Joao Almeida è lanciato verso il Giro d’Italia. Il talento portoghese è ormai un habitué della corsa rosa e forse anche per questo motivo il pubblico italiano lo osserva sempre con affetto.
E proprio perché lo si osserva con occhio anche tecnico, è immediato rendersi conto di alcune differenze tra il Joao di oggi e quello del famoso “Giro d’autunno” del 2020.


Almeida finisseur
L’atleta della UAE Emirates sembra trasformarsi sempre di più in un corridore da corse a tappe. Non che non lo fosse già, ma alcune sue caratteristiche tecniche si stanno modificando.
Ai tempi della Quick Step, Almeida era più scattista. Quasi un finisseur. Pensiamo solo a quel Giro 2020: terzo a Tortoreto dietro Sagan. Faceva le volate al colpo di reni con Ulissi dopo una tappa di collina. Staccava gli altri big sullo strappo di San Daniele del Friuli.
Adesso invece sembra essere molto più passista. Il che è anche la sua forza. Joao non reagisce mai ad uno scatto. Centellina e “attutisce” ogni minimo cambio di ritmo e fa delle costanza una sua arma in salita. Arma che però solitamente usa per difendersi. Lui infatti è molto bravo contro il tempo e, una volta, anche nei finali nervosi.
«Quando arrivò da noi – ricorda Davide Bramati, suo ex direttore sportivo alla Quick Step – proveniva dal team di Axel Merckx ed era un po’ tutto da scoprire. Ci siamo ritrovati questo corridore forte. Ma né lui, né noi potevamo sapere che fosse da corse a tappe e già così forte.
«Quelle sue doti di scattista le intuimmo e ci lavorammo anche, se vogliamo, ma più che altro io penso fossero doti sue. Alla base non c’era un lavoro specifico. Anche perché, ripeto, era tutto da scoprire».


Almeida scalatore
In qualche modo Bramati ci riporta ad un corridore che era veloce di suo, con uno spunto legato anche alla giovane età. E’ noto che i corridori giovani sono più esplosivi di quelli più maturi.
Magari, avendo valutato il suo potenziale per i grandi Giri e puntando non poco su di lui, la UAE Emirates sta facendo lavorare Almeida in direzione delle grandi salite e delle corse a tappe, preferendo migliorare sull’endurance a scapito della velocità di punta.

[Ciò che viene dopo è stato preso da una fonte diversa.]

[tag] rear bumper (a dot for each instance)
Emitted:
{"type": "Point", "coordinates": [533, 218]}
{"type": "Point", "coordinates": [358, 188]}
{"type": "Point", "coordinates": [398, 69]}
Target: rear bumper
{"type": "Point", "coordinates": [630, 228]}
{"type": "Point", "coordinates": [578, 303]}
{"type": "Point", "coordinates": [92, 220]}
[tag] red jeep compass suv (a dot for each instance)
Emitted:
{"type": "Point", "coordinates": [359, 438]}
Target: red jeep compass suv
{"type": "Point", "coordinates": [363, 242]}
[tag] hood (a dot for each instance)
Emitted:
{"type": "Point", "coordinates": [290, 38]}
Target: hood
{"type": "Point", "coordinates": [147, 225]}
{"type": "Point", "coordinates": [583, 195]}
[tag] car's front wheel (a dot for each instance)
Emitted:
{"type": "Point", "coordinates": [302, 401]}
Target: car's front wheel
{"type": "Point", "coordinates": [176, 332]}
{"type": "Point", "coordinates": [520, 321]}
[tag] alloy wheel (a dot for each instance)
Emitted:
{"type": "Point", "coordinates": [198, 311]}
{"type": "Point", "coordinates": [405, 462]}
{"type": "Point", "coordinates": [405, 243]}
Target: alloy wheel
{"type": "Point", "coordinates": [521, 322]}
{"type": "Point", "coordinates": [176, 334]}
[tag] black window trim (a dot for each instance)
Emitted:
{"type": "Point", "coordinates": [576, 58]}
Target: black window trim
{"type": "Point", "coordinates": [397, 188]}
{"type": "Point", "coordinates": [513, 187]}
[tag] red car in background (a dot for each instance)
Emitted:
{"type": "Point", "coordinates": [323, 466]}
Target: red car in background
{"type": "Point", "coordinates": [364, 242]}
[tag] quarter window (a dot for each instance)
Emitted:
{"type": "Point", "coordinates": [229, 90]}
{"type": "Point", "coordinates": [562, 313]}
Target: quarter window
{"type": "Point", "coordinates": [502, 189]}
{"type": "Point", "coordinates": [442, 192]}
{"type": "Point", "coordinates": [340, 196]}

Magari in Quick Step, squadra storicamente votata alle corse di un giorno, si era preferito l’aspetto della brillantezza.
«Doveste parlare con il suo coach di allora (Koen Pelgrim, ndr) – riprende Bramati – ma anche con noi prestò grande attenzione alle salite e ai grandi Giri. Alla fine perse il Giro staccandosi a soli 6 chilometri dalla vetta di una scalata come lo Stelvio. E anche a Sestriere andò forte. Lo scorso anno era terzo prima di lasciare la corsa rosa per il Covid e poi è stato quinto alla Vuelta. E anche nell’ultimo Catalunya è arrivato terzo. Andava forte allora, va forte oggi».


Abbuoni preziosi
In questa analisi tecnica, soprattutto pensando ai due big che si ritroverà al Giro d’Italia, magari la sua dote di finissseur potrebbe tornargli utile per incamerare secondi qua e là, tra piccoli distacchi, abbuoni… e una buona dose di fiducia. Magari certi sforzi nelle sue gambe hanno un prezzo inferiore.
Ma Brama su questo punto non è totalmente d’accordo: «Quel giorno a San Daniele col senno del poi, quello scatto non fu la cosa migliore. Sono sforzi che comunque restano nelle gambe, specie se il giorno dopo c’è un tappone che prevede tanta salita. Ma noi all’epoca avevamo un corridore giovane, un corridore da scoprire.
«Io però non posso giudicare per l’attualità. Almeida non è più con noi da due anni e non so in UAE come lavora. Di certo, e lo ripeto, è un atleta molto forte, anche oggi che è in un’altra squadra».
Le parole di Bramati sono vere, al Catalunya Almeida è sì arrivato terzo, ma con un bel distacco (2’11”) da Evenepoel e Roglic. Entrambi sono assi sia contro il tempo che in salita e di spazio per attaccarli ce n’è poco… non solo per Almeida. E quei secondi da finisseur potrebbero costituire un buon “tesoretto”.